Last month, the NSW Productivity and Equality Commission spruiked higher towers, smaller apartments, less storage and natural light, smaller balconies, and fewer car spaces as the solution to the state’s housing crisis:
“Higher-density zones around train stations would double in size… The NSW productivity commissioner is also recommending design standards be relaxed to allow the construction of smaller apartments without access to parking, storage or direct sunlight”…
“The commission has also recommended minimum apartment size requirements be removed, to improve feasibility for developers and affordability for buyers”.
“Balcony size rules, storage requirements, and guidelines for “family-sized” units were also unnecessary, the commission found”.
I lambasted the NSW Productivity and Equality Commission, arguing that its recommendations would deliver Sydney a ‘Bladerunner’, slum-like future.
I also argued that the recommendations would do little to improve housing affordability so long as the federal government continued to import large volumes of renters via mass immigration:
In 2023 alone, 179,000 net overseas migrants landed in New South Wales, requiring around 74,000 new homes.

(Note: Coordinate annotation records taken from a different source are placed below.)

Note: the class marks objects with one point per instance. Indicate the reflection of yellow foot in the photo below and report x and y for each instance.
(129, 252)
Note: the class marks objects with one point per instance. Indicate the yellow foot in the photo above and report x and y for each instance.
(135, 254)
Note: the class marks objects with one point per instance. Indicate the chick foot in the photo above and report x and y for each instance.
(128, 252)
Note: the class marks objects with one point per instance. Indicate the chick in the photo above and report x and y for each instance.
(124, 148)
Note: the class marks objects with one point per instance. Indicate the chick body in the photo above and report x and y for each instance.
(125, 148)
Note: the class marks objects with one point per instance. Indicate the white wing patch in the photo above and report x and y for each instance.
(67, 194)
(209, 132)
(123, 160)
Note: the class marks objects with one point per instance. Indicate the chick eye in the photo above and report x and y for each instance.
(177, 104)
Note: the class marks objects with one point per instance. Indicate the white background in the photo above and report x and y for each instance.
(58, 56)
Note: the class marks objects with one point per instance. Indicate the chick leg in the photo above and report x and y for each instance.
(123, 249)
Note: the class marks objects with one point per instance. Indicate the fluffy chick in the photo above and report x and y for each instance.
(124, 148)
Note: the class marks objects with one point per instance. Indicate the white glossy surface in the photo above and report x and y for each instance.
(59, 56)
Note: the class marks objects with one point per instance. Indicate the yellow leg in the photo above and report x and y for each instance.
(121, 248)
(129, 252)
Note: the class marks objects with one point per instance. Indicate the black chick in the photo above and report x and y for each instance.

As a result, the state’s housing shortage is being driven directly by the federal government’s mass immigration policy, which is projected to continue indefinitely:
The Australian’s Judith Sloan published a fantastic article slaying the NSW Productivity and Equality Commission for ignoring the immigration elephant steamrolling the state’s housing market.

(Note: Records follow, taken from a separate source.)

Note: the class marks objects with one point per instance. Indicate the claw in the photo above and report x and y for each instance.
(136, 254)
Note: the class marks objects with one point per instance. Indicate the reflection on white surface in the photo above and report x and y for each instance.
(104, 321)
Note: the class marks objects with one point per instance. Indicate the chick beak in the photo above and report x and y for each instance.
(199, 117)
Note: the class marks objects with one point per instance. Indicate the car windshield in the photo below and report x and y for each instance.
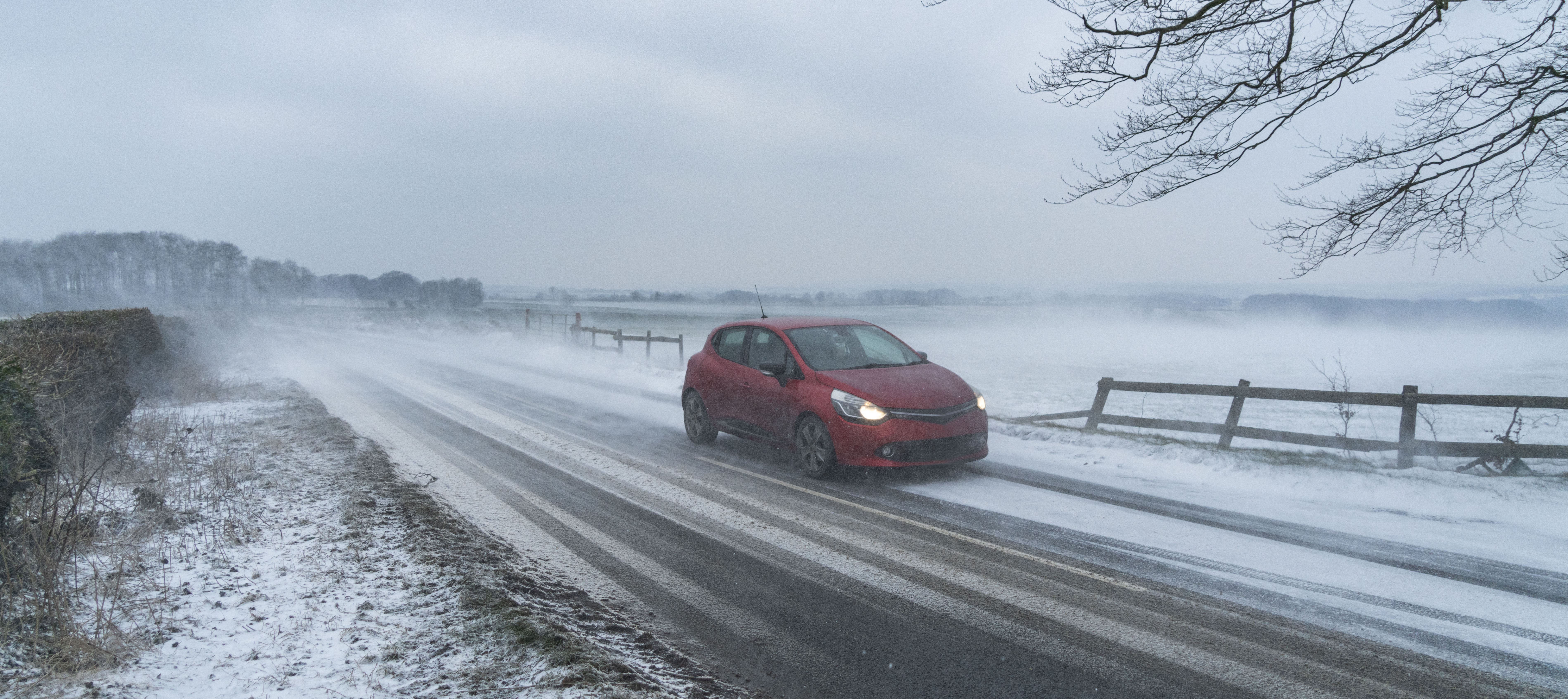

Sloan notes that “excessive government spending on infrastructure has dragged workers and materials away from housing construction”, stifling supply.
“This is not market failure”, Sloan argues. “It’s an obvious consequence of bad government policy and the failure to prioritise and appropriately sequence infrastructure projects”.
Meanwhile, the demand-side of the housing market is being pumped-up by extreme levels of immigration.
“Demand has been allowed to grow far too rapidly through the massive increases to net migration since the end of the pandemic”, Sloan argues.
“It is just not possible for a market to adjust to this sort of surge in demand”.
“Until the federal government really acts to reduce net migration – it has failed to meet any of its targets thus far – there is no chance the housing situation will improve soon”, Sloan contends.
Judith Sloan also noted the “the monumental construction failures in NSW, including the Mascot and Opal buildings”, which are only “the tip of the iceberg” and have left current owners and tenants dealing with massive defects and crippling rectification costs.
“It is hopelessly optimistic to think these problems have gone away”, Sloan added. “Workers have been enticed to work on large-scale infrastructure projects, thereby potentially reducing the average quality of the workers in housing construction”.
Judith Sloan is spot on, of course.
Why consign residents into living in expensive high-rise shoebox apartments without car parks, adequate storage, or natural light and small balconies when the federal government can simply slash net overseas migration to ease the demand for new housing?
Under Urban Taskforce projections, half of all Sydneysiders will be stuffed into tiny apartments by 2056, while only one quarter of residents (mostly the wealthy) will live in a detached house with a backyard:
How is this an advancement of living standards? Is this the future that Sydneysiders want?
Say no to excessive levels of immigration.